O grupo de trabalho no parlamento que está a discutir os projetos de lei sobre eutanásia fez hoje a audição de membros da Associação dos Médicos Católicos Portugueses e do Grupo de Trabalho Inter-Religioso, que são contra os cinco diplomas aprovados na especialidade em fevereiro.

“Não somos donos da vida dos doentes como não somos donos da sua morte”, afirmou o médico Luís Mascarenhas Lemos, que manifestou a “absoluta oposição” aos projetos, argumentando com o dever dos médicos de cumprirem o seu código deontológico e de “minorar o sofrimento do doente”.

Aceitar a legalização da morte assistida “seria a morte da própria medicina”, avisou.

Se Isabel Moreira, do PS, e José Manuel Pureza, do BE, disseram esperar eventuais contributos destas organizações sobre a lei em discussão, Margarida Neto, médica psiquiatra, considerou que, por uma questão de princípio, “não há melhoramento possível a nenhum dos projetos”.

E depois de alertar para o “papel crucial” do psiquiatra num eventual processo de morte assistida, pediu aos deputados: “Vejam bem o que vão fazer.”

Da parte do Grupo de Trabalho Inter-religioso, Fernando Sampaio considerou que a despenalização da morte medicamente assistida seria “uma regressão civilizacional” e que “engendraria a ideia na sociedade de que “há vidas indignas e feias”, que há pessoas que “podem ser descartáveis” e “abandonadas à morte”, como se fossem “os novos leprosos”.

E concluiu que, quanto à eutanásia, “a melhor lei é não haver lei”.

As divergências entre estas duas organizações e os partidos (à excepção do CDS, que é contra os projetos de lei) foram assumidas pelos grupos parlamentares presentes, mas todos concordaram num ponto: a necessidade de investimento do Estado nos cuidados paliativos.

A Assembleia da República tem em curso o debate da lei para a despenalização da morte medicamente assistida, depois de ter aprovado, em 20 de fevereiro, cinco projetos do PS, BE, PEV, PAN e Iniciativa Liberal, por maioria e na generalidade.

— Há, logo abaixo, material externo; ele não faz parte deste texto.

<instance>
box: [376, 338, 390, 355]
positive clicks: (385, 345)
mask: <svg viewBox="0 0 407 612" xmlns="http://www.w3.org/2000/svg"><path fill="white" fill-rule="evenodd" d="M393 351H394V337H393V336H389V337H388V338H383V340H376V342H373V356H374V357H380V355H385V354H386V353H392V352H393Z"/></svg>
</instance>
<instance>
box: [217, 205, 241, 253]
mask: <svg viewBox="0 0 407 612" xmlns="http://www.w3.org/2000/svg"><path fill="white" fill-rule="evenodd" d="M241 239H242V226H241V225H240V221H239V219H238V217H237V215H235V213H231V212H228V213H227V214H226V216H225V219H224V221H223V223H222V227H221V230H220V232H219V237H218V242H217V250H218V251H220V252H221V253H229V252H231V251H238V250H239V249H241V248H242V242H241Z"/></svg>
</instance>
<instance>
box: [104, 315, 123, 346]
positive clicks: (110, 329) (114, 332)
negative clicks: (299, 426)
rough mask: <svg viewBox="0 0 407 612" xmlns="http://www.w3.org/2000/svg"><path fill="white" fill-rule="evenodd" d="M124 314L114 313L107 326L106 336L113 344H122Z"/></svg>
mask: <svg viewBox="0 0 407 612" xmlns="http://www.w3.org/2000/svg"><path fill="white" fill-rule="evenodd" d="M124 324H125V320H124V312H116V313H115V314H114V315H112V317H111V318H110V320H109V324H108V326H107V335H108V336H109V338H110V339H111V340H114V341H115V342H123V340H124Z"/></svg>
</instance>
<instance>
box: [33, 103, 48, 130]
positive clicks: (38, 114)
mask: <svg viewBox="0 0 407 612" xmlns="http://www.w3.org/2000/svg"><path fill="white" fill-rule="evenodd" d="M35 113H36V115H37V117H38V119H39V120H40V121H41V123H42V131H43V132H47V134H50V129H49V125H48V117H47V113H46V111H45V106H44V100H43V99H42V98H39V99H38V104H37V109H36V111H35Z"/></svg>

A lei só será aprovada em definitivo após o debate na especialidade e a votação final global no parlamento, dependendo a sua entrada em vigor a promulgação pelo Presidente da República, Marcelo Rebelo de Sousa.

O debate e votação da lei, na especialidade e final global, só vai acontecer em setembro, após as férias do verão, dado que até julho estão previstas audições a organizações e especialistas.

Pendente no parlamento está também uma iniciativa popular, assinada por 95.287 pessoas, para a realização de um referendo à despenalização da eutanásia.

Os diplomas preveem que só possam pedir a morte medicamente assistida, através de um médico, pessoas maiores de 18 anos, sem problemas ou doenças mentais, em situação de sofrimento e com doença incurável.

Propõem também a despenalização de quem pratica a morte assistida, nas condições definidas na lei, garantindo-se a objeção de consciência para os médicos e enfermeiros.

Em 18 de junho, a Ordem dos Médicos informou a Assembleia da República que, se a lei for aprovada, não integrará comissões nem indicará nenhum médico para participar em processos de fim de vida deste tipo.